Tech giant, Google revealed in a recent report that around 2019, a group of Russian scammers coordinated to launch a phishing attack against creators on YouTube, the popular online video sharing platform affiliated to Google. Their sole intention was to sell off hijacked channels or use them to broadcast cryptocurrency scams live-streaming.
Google Crackdown on Phishing Attacks Targeting YouTubers
Google explained that the scammers lured YouTube creators into their trap via fake collaboration offers. They did this using Cookie Theft malware, which enabled them access to their target’s accounts with session cookies stored in the browser.

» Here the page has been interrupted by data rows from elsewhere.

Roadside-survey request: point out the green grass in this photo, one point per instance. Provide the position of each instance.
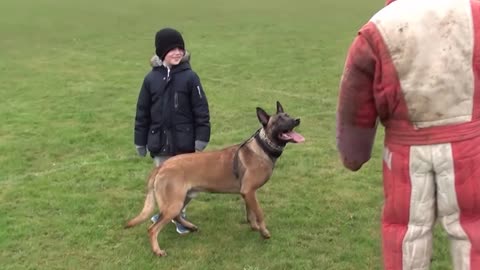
(70, 73)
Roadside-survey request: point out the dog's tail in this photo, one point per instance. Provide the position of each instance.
(149, 205)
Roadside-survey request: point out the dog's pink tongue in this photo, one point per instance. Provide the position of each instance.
(296, 137)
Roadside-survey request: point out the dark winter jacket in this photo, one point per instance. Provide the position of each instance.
(172, 110)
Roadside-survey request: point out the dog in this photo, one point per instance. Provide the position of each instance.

If not used for cryptocurrency scams, the hijacked channels were offered for sale from $3 to $4,000 depending on the number of people subscribed to the channel.

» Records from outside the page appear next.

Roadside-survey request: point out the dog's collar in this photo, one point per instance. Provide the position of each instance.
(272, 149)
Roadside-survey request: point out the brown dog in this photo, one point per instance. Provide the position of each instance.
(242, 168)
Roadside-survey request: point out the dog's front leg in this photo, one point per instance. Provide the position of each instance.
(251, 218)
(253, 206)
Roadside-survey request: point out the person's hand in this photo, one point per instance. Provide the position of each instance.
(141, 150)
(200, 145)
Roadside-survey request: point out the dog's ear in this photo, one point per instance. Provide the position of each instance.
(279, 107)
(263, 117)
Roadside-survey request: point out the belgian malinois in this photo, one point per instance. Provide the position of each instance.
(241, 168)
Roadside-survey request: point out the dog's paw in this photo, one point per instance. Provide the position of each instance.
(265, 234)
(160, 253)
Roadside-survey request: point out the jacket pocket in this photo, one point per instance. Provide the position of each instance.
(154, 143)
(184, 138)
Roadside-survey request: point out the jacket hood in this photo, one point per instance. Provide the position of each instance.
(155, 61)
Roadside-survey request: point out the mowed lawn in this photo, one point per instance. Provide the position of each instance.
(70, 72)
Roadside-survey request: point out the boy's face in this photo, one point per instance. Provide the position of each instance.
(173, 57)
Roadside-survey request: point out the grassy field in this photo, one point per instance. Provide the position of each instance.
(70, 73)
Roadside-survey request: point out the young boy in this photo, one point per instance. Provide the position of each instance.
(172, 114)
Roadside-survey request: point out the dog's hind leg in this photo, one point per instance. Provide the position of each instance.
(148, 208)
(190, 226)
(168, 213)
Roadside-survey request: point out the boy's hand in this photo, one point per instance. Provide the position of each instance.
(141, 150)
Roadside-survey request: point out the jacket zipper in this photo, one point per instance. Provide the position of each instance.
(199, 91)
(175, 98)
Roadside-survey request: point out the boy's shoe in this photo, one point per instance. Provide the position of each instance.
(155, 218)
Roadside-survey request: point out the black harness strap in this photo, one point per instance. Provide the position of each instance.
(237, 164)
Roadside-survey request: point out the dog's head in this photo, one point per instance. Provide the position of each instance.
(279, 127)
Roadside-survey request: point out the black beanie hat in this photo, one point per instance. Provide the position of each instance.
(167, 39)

Since May, however, Google said it has been able to detect and decrease the rate of phishing attacks on YouTubers in Gmail by 99.6%, following its collaboration with experts from cybersecurity firms and affiliated platforms including YouTube, and Gmail. It blocked 1.6 million messages and 2.4K files to targets. It also displayed 62K Safe Browsing phishing page warnings and successfully restored about 4K hijacked accounts.
How to Stay Safe
Given the increased scrutiny on Gmail, these scammers are beginning to switch to other platforms to continue with attacks. “With increased detection efforts, we’ve observed attackers shifting away from Gmail to other email providers (mostly email.cz, seznam.cz, post.cz and aol.com),” Google warned.
In the report, Google also recommended activating the “Enhanced Safe Browsing Protection” on Chrome browser as a safety measure for protection against such campaigns. Users are also advised to not neglect browsing warnings. It’s also important for YouTubers to verify their accounts for an extra layer of security.